Canada 2019 version.
I have an internet friend in Norway and he is always curious about Canada and specifically Alberta. We have a lot of similarities. Now he is puzzled by our election results. “We drove a hard bargain with our oil companies,” he says, and we have a Heritage fund of $1.3 trillion while you guys don’t even have one representative in your country’s government. Your provincial government is going to increase your taxes, cut services and make you all upset, he predicts. Fewer people will afford education, Health care and infrastructure will be reduced and people will run away to other provinces. I had no idea the Bloc Quebecois has so many members in Parliament. It’s bigger than the NDP! That’s very interesting!
I try to defend my country by describing our political history.
Canadians often vote by region. The feeling is that Ontario is taking advantage of other areas as colonial powers used to do. Quebec is always afraid that the English will force them to assimilate and disappear as a distinctive society. After all, we did it to First Nations. Very often people will vote a party to Ottawa that is opposite to the Provincial Party, to balance each other. Regions are worried that the “others” will take more than they give. They are suspicious that the others will share what “we have” but will keep what they have. Overall, most Canadians are the same on the lower levels. The more affluent, often from outside are competing with each other for domination and the poor are lead by envy and protectionism. That is why it is rare for most Canadians to vote for any single aspect that should be important to all of them.
This time it’s a little different. The greatest number of Canadians voted to prevent Global Warming, leaving the centre-west who has oil alienated. That oil is produced now with less pollution than it used to be, but oil from other countries is giving it a bad reputation. The West is alienated and by voting ourselves out of the halls of power has no-one to argue our case where it counts. I would much prefer if the Federal Government would cut oil imports to Canada and leave Canadians to use our own oil for as long as we still use oil. It will provide the means to build clean energy infrastructure.
It will be easy to keep Quebecers in since most of them want the same as the rest of us plus guarantees that we will not anglicize them. Their other major concern is to remain secular. At one time they were oppressed by the rich and powerful including the church and they fear religion. We must show them that we can have religious people living happily with secular people and not pressuring anyone to join them. It’s difficult when most religions have a mission to evangelize. Perhaps instead of going after religious symbols, we should legislate a stop to evangelization efforts. Live your life within the law but believe in the God of your own choice.
In the seventies, I purchased a book about Federalism by a little-known professor named Pier Trudeau. It is on the shelf, there… If you break the country up into ever small components you are doomed, he said. You must work from the inside and he did. The West hated Pierre Trudeau first for bilingualism and later for forcing us to share our oil revenues with the rest of Canada. That hate was transferred to his son, our present Prime Minister.
What the world is short of are good leaders.
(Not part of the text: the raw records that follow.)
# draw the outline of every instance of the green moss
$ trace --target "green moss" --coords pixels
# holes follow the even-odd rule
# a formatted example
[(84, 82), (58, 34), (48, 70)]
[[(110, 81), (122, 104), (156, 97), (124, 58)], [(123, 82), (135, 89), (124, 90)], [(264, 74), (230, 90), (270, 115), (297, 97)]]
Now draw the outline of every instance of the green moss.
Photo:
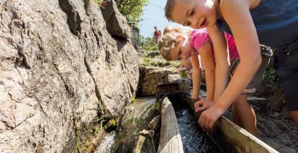
[(181, 71), (179, 74), (180, 75), (180, 77), (184, 78), (187, 76), (187, 72), (186, 70)]
[(98, 132), (98, 128), (96, 126), (93, 126), (92, 127), (92, 133), (93, 135), (95, 135)]
[(112, 131), (116, 130), (117, 128), (116, 120), (114, 118), (110, 119), (103, 127), (104, 130)]
[(98, 123), (100, 127), (103, 128), (104, 130), (107, 132), (114, 131), (117, 128), (115, 119), (109, 115), (102, 115), (98, 119)]

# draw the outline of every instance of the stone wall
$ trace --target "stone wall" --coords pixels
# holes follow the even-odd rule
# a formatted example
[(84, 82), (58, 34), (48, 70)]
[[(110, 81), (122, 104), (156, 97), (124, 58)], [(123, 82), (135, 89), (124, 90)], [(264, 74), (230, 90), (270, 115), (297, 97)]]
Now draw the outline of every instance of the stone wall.
[(68, 152), (99, 104), (117, 116), (130, 102), (138, 54), (125, 18), (115, 13), (91, 0), (0, 0), (0, 152)]
[(141, 77), (138, 86), (141, 90), (140, 96), (154, 95), (156, 90), (156, 84), (169, 82), (168, 72), (165, 69), (145, 67), (141, 67), (140, 71)]

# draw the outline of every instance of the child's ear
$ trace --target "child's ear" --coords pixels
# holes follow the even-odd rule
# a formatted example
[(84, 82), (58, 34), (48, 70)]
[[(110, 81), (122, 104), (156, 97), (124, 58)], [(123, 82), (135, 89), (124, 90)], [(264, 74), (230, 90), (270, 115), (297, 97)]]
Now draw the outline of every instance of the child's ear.
[(177, 36), (177, 39), (180, 39), (182, 41), (184, 41), (184, 40), (185, 40), (185, 38), (182, 36), (182, 35), (178, 35)]

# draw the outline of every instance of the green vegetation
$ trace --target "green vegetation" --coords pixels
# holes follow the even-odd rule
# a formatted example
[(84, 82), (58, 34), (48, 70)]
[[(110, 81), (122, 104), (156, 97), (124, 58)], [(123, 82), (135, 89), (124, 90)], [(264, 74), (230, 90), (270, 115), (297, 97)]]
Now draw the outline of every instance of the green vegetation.
[(139, 28), (143, 20), (143, 8), (148, 0), (115, 0), (119, 12), (126, 18), (130, 26)]
[(115, 118), (112, 118), (109, 120), (107, 123), (104, 125), (103, 129), (106, 131), (112, 131), (115, 130), (117, 128), (116, 120)]
[(145, 38), (140, 36), (139, 39), (140, 49), (145, 50), (158, 50), (157, 44), (150, 37)]
[[(115, 0), (118, 10), (127, 20), (131, 27), (139, 29), (139, 24), (143, 20), (143, 8), (148, 4), (148, 0)], [(100, 7), (105, 7), (107, 0), (94, 0)]]
[(181, 71), (179, 74), (180, 75), (180, 77), (184, 78), (187, 76), (187, 72), (186, 70)]
[(135, 101), (136, 101), (136, 95), (133, 94), (133, 95), (132, 95), (132, 96), (131, 96), (131, 98), (130, 98), (130, 103), (134, 103)]
[(272, 90), (272, 92), (276, 92), (279, 89), (281, 89), (281, 85), (278, 79), (276, 71), (274, 68), (274, 58), (276, 56), (276, 51), (273, 51), (273, 55), (271, 57), (269, 65), (265, 74), (263, 80), (265, 85)]
[(97, 132), (98, 132), (98, 128), (97, 128), (96, 126), (93, 126), (92, 127), (92, 134), (93, 134), (93, 135), (94, 135), (96, 134)]
[(105, 131), (114, 131), (117, 128), (116, 120), (113, 116), (103, 115), (100, 117), (98, 121), (100, 127), (103, 128)]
Canada is no exception. The good leaders are tempted to work for themselves. Those who enter politics often do so expecting power to benefit them and their friends in high places.
I don’t care about oil going through Quebec only about Quebec and Ontario using our oil for as long as we need oil. We should use what we need while aggressively tapering it down. Alberta will still be a very good place even without oil.
Also, l don’t buy secularism being a good excuse to discriminate against minorities.
The arguments for separatism by Quebec and the West are lame. We would gain nothing from separation. Our best bet for the future is to develop all of Canada and make it as self-sufficient as we can. The world needs to see that working together is possible and beneficial.
Our predecessors built a good base. We have a much better system than our neighbours and our people are miles ahead in terms of living together peacefully. We may not be the best place to invest or make fortunes, but we have all that we need to keep our population healthy, well-fed and warm.
Our problem is that we are convinced that we need smart and rich people from business to organize since governments will not do the smartest or most efficient job. I don’t even know if we have any money left in our Heritage Fund. I would venture that where we should expand efforts is to investigate corruption and legislate ways to control it.
We could learn from countries like India what not to do and from countries like Norway what we should do. If I was a leader, I would set up a task force to study that problem. India is not all corrupt, Norway is not perfect but Canada can learn from both.
The first step is to convince enough people that the market is not always right, that extreme socialism doesn’t work, that dictatorships and absolute monarchies fail people, and that there should be a Canadian way that can and would. As separated as we look outwards now, we have never been more united.
It doesn’t matter how we slice the pie, the last elections clearly show that we have a united goal with large support from every region of this huge country. Canadians at large are less concerned about immediate comfort and more about the future of our children.